It’s now official: Prop 16 is toast.
With 87 percent of the election results in, Prop 16 was losing, 52.6 percent “no” to 47.4 percent “yes.”
Yes, that’s the measure that the state’s most powerful utility company, Pacific Gas & Electric Co., just sunk a record-breaking $46 million into.
On election night, victory belonged to a small, brainy group of under-funded green-power activists, filmmakers, bloggers, and attorneys who put their hearts and souls into beating PG&E’s measure. The measure was designed to destroy municipal energy programs that offer an opportunity to depart from PG&E with greener power. Sup. Ross Mirkarimi was a vocal opponent of Prop 16, and the chief supporter of San Francisco’s community choice aggregation program.
Not long after Mirkarimi made an entrance at the Otis Lounge in San Francisco, where opponents of Proposition 16 were glued to computer screens watching election results roll in, the green “Yes” box displayed on the voting results website turned to a “No.”
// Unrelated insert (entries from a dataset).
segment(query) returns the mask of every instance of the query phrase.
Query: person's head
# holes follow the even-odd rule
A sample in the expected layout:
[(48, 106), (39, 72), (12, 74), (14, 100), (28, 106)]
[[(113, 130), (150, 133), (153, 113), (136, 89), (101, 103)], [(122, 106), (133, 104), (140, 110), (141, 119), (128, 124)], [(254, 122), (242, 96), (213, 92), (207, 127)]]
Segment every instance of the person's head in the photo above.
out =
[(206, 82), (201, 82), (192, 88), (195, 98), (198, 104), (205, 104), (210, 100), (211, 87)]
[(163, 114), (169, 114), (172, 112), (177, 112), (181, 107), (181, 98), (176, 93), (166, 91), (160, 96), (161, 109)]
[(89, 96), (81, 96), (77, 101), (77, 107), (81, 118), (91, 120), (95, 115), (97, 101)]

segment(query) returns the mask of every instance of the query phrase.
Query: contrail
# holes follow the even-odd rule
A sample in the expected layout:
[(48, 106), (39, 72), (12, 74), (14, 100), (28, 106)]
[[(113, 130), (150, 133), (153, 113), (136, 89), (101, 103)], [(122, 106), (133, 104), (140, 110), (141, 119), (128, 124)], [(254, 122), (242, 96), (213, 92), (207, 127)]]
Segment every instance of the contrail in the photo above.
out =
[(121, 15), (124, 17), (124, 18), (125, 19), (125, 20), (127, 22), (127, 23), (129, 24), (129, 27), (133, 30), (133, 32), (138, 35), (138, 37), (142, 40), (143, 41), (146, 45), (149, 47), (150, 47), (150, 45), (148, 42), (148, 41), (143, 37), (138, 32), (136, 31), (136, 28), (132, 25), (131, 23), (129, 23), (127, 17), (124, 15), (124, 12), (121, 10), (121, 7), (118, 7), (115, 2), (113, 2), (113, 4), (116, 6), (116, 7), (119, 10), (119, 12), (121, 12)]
“We’re winning!” Someone shouted. A cheer arose, and hands shot into the air. Mirkarimi’s face broke into a beaming grin. Public power advocates Eric Brooks, Bruce Wolfe, and Paul Fenn stood nearby, along with Dave Room of the Local Clean Energy Alliance and Ben Zolno, a blogger who created YouTube videos against Prop 16.
Matt Freedman, of The Utility Reform Network (TURN), was perched with a computer on his lap for the duration of the night, and his co-workers, including TURN executive director Mark Toney, clustered around and watched, eyes wide and faces lit up, as things started trending in their favor.
“PG&E has one thing, and one thing only on their side, which is money,” Toney said early in the night, when the numbers were close, but still too early to tell. “The fact that we’re so close is amazing, given that they’ve outspent us 500 to 1.”
State Sen. Mark Leno, an outspoken opponent of Prop 16, made an appearance early in the night, then returned later as things swung in the favor of the opponents.
“I think [Prop 16] represents the epidemic of corporate greed that is so challenging in this country right now, whether it’s banking or the oil industry,” Leno said. “I think a victory tonight would really speak to Calfornia voters rebuking the lies and the deceit” spread by PG&E.
As the results grew stronger in their favor, opponents went into celebration mode.
A little after 1 a.m., the exuberant crew took an impromptu stroll to San Francisco’s PG&E headquarters on Beale Street.
Banners adorned PG&E’s fortress-like building. Printed on them was the slogan, “We can do this.”
Note: This post has been updated from an original version.